Tennis' lack of popularity amongst the American bettoratti is no surprise, really. For starters, the biggest sports betting holidays -- the Super Bowl, the NCAA tourney -- are must see TV. People, at least the degenerates I know, plan vacations around watching those events in Vegas sports books.
But Wimbledon? Doesn't exactly reel in the whales. "Seriously, it's the nuts as an event," says Boston. "But who even knows when it's on?"
Here's another reason that helps explain why golf gets traction, something I call "The Bubbe Theory." My Bubbe is pushing 95 and has cataracts so bad that, to her, even the most crystalline Chicago day is mostly cloudy. But she still listens to the Cubs games, and she still calls me in a fit if she disagrees with something Rick Telander writes in the Chicago Sun Times. She's a sports fan. If she doesn't know you, you're just filling a niche. And niche players, even historically good ones like Roger and Raf, don't drive betting volume. Only the highest profile names attract square money, which inflates wagering totals like a shot of saline to the lips. Bubbe, and the public, loved Agassi, tennis' last cross-the-rubicon, mainstream draw. She also has a crush on Tiger. She's given me standing orders to put a sawbuck on the big cat whenever I walk through a sports book (or mistakenly tap into one via my Internet machine.) That explains why the Masters is getting $100K in action at some books while the four tennis majors might not get that combined this year.
This isn't a case of tennis being a difficult sport to bet. In fact, in Europe, it's probably the second most popular sport for gambling after soccer. Granted, as the WSJ football betting last week and The Mag's Shaun Assael examined in even greater depth last year, that might be because gamblers across the pond see it as an easy game to fix. But it could also be because, over there it holds the kind of sway the big two do over here.
Street corners in Spain are peppered with public courts and kids doing their best Raffy impressions. In some war torn parts of Eastern Europe poverty-stricken kids view tennis as an escape route, like football or basketball here. A couple years ago The Mag's Lindsay Berra wrote a great piece about Belgrade's Jelena Jankovic, Ana Ivanovic and Novak Djokovic. They learned the game as kids while bombs were raining down on their homeland. They practiced in drained swimming pools. Not exactly Nick Bolletierri conditions.

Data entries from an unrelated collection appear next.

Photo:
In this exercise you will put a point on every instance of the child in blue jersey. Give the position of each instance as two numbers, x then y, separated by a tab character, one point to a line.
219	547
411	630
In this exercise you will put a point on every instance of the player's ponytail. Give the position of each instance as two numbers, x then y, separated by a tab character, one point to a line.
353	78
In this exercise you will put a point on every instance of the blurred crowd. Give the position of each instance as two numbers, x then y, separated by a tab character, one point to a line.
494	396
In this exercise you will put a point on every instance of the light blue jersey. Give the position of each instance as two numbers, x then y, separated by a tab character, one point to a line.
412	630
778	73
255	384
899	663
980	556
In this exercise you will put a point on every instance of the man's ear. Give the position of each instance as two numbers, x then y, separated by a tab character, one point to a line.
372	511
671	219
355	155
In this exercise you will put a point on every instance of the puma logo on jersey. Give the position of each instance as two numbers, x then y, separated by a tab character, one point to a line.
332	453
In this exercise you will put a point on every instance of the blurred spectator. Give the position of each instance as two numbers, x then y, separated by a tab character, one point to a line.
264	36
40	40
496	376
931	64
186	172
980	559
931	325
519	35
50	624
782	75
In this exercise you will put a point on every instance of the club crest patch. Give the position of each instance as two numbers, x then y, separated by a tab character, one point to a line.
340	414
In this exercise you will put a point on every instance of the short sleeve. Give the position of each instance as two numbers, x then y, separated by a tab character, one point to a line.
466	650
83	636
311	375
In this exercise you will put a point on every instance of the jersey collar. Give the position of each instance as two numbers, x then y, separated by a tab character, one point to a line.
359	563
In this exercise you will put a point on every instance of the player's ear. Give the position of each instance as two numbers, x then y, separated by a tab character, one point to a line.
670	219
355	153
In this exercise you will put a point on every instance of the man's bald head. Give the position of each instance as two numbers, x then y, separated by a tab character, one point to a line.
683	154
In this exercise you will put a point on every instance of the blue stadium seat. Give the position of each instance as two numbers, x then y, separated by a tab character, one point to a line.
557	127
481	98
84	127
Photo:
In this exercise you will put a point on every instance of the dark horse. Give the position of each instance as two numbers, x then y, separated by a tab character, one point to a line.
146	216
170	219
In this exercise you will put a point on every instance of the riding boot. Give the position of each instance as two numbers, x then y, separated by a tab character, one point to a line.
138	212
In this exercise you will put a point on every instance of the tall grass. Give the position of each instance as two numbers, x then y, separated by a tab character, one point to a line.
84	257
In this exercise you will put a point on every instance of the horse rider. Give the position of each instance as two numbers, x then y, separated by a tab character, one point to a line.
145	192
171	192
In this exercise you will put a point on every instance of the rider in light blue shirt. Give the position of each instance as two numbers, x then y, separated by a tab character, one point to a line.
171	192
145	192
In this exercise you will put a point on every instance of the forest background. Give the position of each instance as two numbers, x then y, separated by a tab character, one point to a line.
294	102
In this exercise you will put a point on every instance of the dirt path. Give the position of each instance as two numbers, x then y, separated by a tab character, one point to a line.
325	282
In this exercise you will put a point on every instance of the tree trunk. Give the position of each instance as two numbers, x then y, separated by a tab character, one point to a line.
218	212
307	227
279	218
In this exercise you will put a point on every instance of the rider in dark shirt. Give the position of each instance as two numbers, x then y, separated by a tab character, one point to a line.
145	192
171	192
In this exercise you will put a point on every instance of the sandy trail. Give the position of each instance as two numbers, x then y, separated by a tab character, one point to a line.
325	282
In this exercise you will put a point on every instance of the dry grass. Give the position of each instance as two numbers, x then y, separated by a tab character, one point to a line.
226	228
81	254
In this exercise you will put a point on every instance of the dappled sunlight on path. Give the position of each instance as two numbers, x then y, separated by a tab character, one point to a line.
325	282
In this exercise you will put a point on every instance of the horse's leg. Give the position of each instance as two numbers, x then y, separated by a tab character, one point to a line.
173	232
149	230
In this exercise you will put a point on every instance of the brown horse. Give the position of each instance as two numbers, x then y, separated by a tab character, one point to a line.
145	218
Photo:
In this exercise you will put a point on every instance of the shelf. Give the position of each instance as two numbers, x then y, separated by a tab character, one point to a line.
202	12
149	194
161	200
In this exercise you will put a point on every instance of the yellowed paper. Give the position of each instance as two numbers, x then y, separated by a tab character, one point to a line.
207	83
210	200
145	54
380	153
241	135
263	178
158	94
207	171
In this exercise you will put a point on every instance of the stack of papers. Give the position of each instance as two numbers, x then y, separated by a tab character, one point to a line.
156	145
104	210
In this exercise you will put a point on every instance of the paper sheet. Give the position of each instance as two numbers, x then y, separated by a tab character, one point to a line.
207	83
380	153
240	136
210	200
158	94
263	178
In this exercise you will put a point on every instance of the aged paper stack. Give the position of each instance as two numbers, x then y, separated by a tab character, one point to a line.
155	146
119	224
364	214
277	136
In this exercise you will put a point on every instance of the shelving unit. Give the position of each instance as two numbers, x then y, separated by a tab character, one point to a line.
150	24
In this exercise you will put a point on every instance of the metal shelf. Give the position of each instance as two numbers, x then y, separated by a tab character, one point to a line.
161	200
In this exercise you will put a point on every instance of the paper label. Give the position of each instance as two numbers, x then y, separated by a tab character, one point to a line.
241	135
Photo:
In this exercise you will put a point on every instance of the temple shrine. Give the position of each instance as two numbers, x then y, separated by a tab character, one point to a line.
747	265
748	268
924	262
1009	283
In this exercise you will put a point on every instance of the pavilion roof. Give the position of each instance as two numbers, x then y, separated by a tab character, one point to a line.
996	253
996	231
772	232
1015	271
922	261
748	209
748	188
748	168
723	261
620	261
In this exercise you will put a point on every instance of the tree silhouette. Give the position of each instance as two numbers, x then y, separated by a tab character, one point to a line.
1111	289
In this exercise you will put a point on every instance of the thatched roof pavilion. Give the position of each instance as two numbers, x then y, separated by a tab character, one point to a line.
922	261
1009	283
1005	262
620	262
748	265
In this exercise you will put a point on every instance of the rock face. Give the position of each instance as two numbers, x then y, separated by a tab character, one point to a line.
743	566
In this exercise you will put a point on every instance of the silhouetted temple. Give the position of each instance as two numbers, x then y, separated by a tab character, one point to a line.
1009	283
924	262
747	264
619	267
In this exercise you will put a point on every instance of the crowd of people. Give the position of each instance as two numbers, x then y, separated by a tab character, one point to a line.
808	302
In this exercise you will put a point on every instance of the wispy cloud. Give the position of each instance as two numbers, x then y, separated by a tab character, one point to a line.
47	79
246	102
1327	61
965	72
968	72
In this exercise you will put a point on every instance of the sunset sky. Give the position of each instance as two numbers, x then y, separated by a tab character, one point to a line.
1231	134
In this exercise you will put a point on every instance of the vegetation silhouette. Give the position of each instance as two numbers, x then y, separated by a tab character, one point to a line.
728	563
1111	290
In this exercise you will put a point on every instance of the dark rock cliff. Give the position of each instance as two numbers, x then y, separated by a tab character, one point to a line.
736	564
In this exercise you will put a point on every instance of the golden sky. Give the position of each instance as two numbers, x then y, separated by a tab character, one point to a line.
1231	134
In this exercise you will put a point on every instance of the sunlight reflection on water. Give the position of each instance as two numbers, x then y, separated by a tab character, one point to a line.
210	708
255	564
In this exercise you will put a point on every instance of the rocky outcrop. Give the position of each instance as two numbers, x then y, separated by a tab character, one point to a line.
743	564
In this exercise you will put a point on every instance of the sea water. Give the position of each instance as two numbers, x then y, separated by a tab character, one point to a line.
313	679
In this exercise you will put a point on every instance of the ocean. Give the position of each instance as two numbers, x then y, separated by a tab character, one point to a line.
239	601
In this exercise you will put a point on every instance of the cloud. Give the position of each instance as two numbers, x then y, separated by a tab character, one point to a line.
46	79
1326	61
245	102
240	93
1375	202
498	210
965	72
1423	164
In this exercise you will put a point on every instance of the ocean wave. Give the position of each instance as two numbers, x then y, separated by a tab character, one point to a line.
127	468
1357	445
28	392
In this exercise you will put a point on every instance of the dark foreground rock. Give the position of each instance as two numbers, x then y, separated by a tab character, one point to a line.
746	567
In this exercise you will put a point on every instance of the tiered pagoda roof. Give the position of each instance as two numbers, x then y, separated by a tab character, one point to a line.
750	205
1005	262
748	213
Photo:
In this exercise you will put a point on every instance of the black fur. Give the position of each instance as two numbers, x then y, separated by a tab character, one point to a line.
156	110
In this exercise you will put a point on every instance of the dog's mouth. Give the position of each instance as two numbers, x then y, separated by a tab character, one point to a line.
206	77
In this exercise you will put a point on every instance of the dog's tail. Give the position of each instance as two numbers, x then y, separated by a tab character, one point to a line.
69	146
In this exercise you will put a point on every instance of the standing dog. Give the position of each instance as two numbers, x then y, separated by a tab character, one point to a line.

In the United States, casual fans think tennis is played four times a year. But on the tightly packed European continent, national interest in homegrown talent runs deep every weekend. Of the ATP's current top 20 players, only two, tennis betting and James Blake, are American. Fourteen are from Europe, representing six different countries.
No wonder fans from Lisbon to Bhudapest get jacked up for the net game, whether it's Wimbledon or a low-level tourney like the Estoril Open in Portugal (congrats to Spain's Albert Montanes for winning that one, btw). Chances are good that someone representing their flag will not only be playing, but have a shot at winning.
And that's all any bettor can ask for.